A potent cytotoxic photoactivated platinum complex

摘要

We show by x-ray crystallography that the complex trans, trans. trans-[Pt(N_3)_2(OH)_2(NH_3)(py)] (1) contains an octahedral Pt~Ⅳ center with almost linear azido ligands. Complex 1 is remarkably stable in the dark, even in the presence of cellular reducing agents such as glutathione, but readily undergoes photoinduced ligand substitution and photoreduction reactions. When 1 is photoactivated in cells, it is highly toxic: 13-80 x more cytotoxic than the Pt~Ⅱ anticancer drug cisplatin, and ca. 15 x more cytotoxic toward cisplatin-resistant human ovarian cancer cells. Cisplatin targets DNA, and DNA platination levels induced in HaCaT skin cells by 1 were similar to those of cisplatin. However, cisplatin forms mainly intrastrand cis diguanine cross-links on DNA between neighboring nucleotides, whereas photoactivated complex 1 rapidly forms unusual trans azido/guanine, and then trans diguanine Pt" ad-ducts, which are probably mainly intrastrand cross-links between two guanines separated by a third base. DNA interstrand and DNA-protein cross-links were also detected. Importantly, DNA repair synthesis on plasmid DNA platinated by photoactivated 1 was markedly lower than for cisplatin or its isomer transplatin (an inactive complex).
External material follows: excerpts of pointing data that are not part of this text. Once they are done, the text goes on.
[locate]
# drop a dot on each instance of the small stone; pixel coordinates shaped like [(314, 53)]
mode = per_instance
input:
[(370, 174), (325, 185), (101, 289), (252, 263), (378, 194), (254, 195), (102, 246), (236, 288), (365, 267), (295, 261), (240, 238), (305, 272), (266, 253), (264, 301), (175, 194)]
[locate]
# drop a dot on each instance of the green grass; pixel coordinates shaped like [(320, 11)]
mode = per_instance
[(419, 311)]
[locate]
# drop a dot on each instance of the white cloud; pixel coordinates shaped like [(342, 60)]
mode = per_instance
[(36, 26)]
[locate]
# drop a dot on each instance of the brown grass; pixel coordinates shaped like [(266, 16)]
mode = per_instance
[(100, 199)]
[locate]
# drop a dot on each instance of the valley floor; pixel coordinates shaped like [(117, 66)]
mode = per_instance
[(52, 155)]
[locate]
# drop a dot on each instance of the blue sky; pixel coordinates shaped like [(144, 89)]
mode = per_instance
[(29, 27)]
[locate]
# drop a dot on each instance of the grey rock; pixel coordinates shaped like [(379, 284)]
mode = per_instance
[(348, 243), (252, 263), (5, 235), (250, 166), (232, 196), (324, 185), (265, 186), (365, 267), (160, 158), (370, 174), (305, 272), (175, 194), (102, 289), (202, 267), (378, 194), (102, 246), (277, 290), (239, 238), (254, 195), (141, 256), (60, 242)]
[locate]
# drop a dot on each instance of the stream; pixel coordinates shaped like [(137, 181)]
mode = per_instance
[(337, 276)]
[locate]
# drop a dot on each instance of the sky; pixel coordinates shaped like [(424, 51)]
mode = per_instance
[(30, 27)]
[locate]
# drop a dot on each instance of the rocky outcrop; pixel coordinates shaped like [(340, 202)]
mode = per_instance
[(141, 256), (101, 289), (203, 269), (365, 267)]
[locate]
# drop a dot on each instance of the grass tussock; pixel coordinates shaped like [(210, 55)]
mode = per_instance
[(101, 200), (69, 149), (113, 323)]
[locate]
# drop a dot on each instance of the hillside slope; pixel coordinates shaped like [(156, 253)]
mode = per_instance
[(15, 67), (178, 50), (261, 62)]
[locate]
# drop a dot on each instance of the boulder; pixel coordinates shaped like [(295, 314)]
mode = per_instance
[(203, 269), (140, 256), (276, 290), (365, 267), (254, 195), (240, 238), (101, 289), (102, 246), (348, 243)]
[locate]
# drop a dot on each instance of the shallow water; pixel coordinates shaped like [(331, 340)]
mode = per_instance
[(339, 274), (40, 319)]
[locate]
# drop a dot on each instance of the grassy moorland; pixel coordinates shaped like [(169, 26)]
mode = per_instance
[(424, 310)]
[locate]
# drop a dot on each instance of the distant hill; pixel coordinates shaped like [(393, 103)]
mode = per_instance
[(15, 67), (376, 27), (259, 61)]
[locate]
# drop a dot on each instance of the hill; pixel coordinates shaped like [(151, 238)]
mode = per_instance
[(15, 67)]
Single-cell electrophoresis experiments also demonstrated that the DNA damage is different from that induced by cisplatin or transplatin. Cell death is not solely dependent on activation of the caspase 3 pathway, and, in Contrast to cisplatin, p53 protein did not accumulate in cells after photosensitization of 1. The trans diazido Pt~Ⅳ complex 1 therefore has remarkable properties and is a candidate for use in photoactivated cancer chemotherapy.